Cinco de Mayo is a nationally celebrated holiday that highlights Chicano culture.
The anniversary stems from the Mexican Army’s win over the French Forces at the Battle of Puebla on May 5, 1862.
The date remains a day to commemorate the courage and struggle for the independence of a culture rich land.
The fourth annual M.E.CH.A. de Pierce celebration was held on Thursday, May 2, in the Great Hall. The event encouraged students to enjoy the food, music and dance from the Chicano culture.
Angelita Rovero, M.E.CH.A. adviser and Chicano Studies professor at Pierce, wanted this event to be a celebration of Mexican culture and nothing more.
“I believe we need to have a presence in our community and celebrate the fact that we are mexican and to also celebrate our culture with music and food,” Rovero said.
Adam Escalante, a communications major, attended the celebration to pay homage to his roots.
“I’m here to learn more about my culture and ethnic background,” Escalante said. “I don’t want to be placed in a 123 genetic test, I want to truly understand where I come from.”
The event was funded by the Associated Student Organization (ASO) and was organized by M.E.CH.A, a club that promotes cultural awareness, community outreach, and seeks to empower the Chicana community through education and higher learning.
M.E.CH.A. celebrated individuals from Pierce that supported cultural inclusivity on campus. Awards were given to those acting as an advocate for the support of Chicano community.
“We wanted to give back to those people who support the mission of cultural awareness so the people that we chose to honor have been vidal in pushing the discipline of Chicano studies here at Pierce College,” Rovero said.
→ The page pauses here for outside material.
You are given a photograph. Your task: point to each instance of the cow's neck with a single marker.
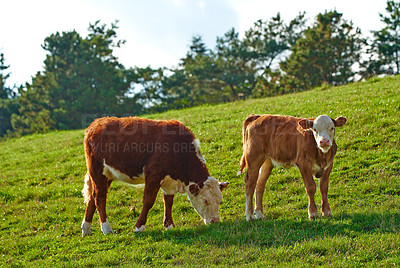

Maria Ramirez, the co-president of M.E.CH.A., attributed the success of the event to the club as a whole.
“We’ve been planning it for about a month so it took a lot to put this event together but thankfully we have a large group of members in our club who worked hard and helped contribute to everything,” Ramirez said.
Shafiq Nomair, computer science major, chose to attend the event for a different perspective.
“I attended because I’m interested in Mexican culture and heritage and I’d like to get to know a different culture other than mine,” Nomair said.
As for why this event was so important to the community, Rovero believes that it is our obligation to teach the next generation about cultural awareness.
“We are not a one culture America anymore, we have to expose and teach our children to all types of culture and events like these are a good starting point,” Rovero said.